Putting flags in their place

Facing a chamber filled with grizzled veterans waving small American flags, the Chico City Council on Tuesday came up with a policy on flying flags from city light poles.

As Cindy Pierce, the city’s administrative services director, explained, it’s expensive to install and take down the flags. Historically the city has provided that service three times a year, around patriotic holidays, for the City of Flags group, which owns 379 American flags.

But if the city allows one group to fly flags, it’s obliged, under the First Amendment, to allow other groups to fly their flags—which it has done in the case of the Earth Day flags in April. But it lacked a clear policy on the issue.

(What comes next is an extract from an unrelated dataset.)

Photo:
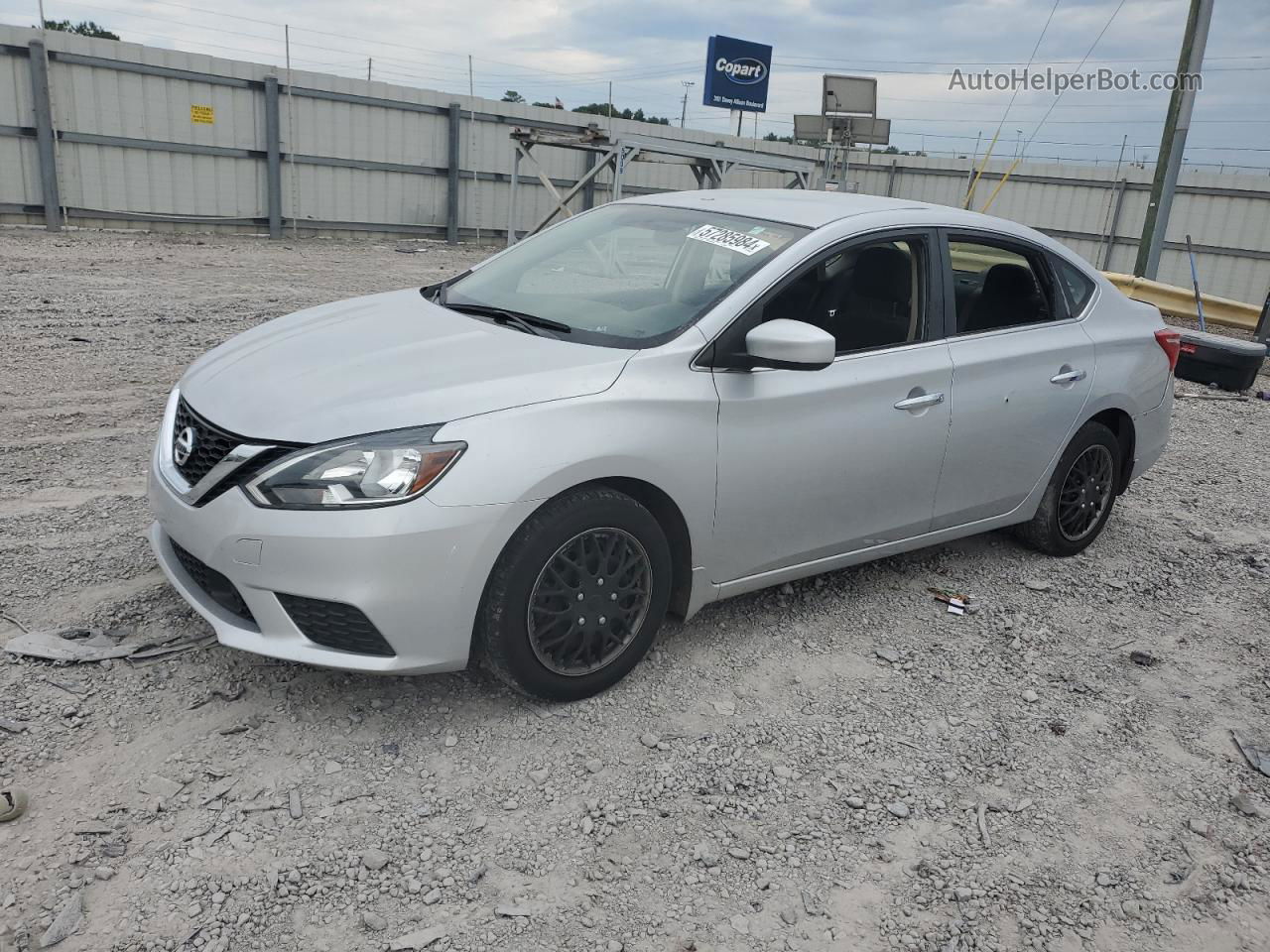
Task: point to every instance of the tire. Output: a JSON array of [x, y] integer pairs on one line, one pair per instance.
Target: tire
[[527, 631], [1061, 526]]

A number of veterans got up to speak to the matter. The clear star of the group was Lt. Col. Boardman C. Reed, who’d been a bomb squadron commander over Germany in WWII and said he’d be 95 years old next month. Holding up a tri-folded flag in a glass case, he told a story about finding it on a base in South Korea in 1951, and how he’d struck the U.N. flag then flying over the base and “run up Old Glory.”

“I ask you,” he said, his voice rising, “to fly only the American flag and none other.” He got a round of applause.

In the end, the council agreed unanimously to take ownership of the American flags and install them at no charge.

In a separate action, however, the council approved, 5-2, a motion to allow other groups to fly flags as long as they paid the costs. Councilmen Steve Bertagna and Larry Wahl, who agreed with Lt. Col. Reed, dissented.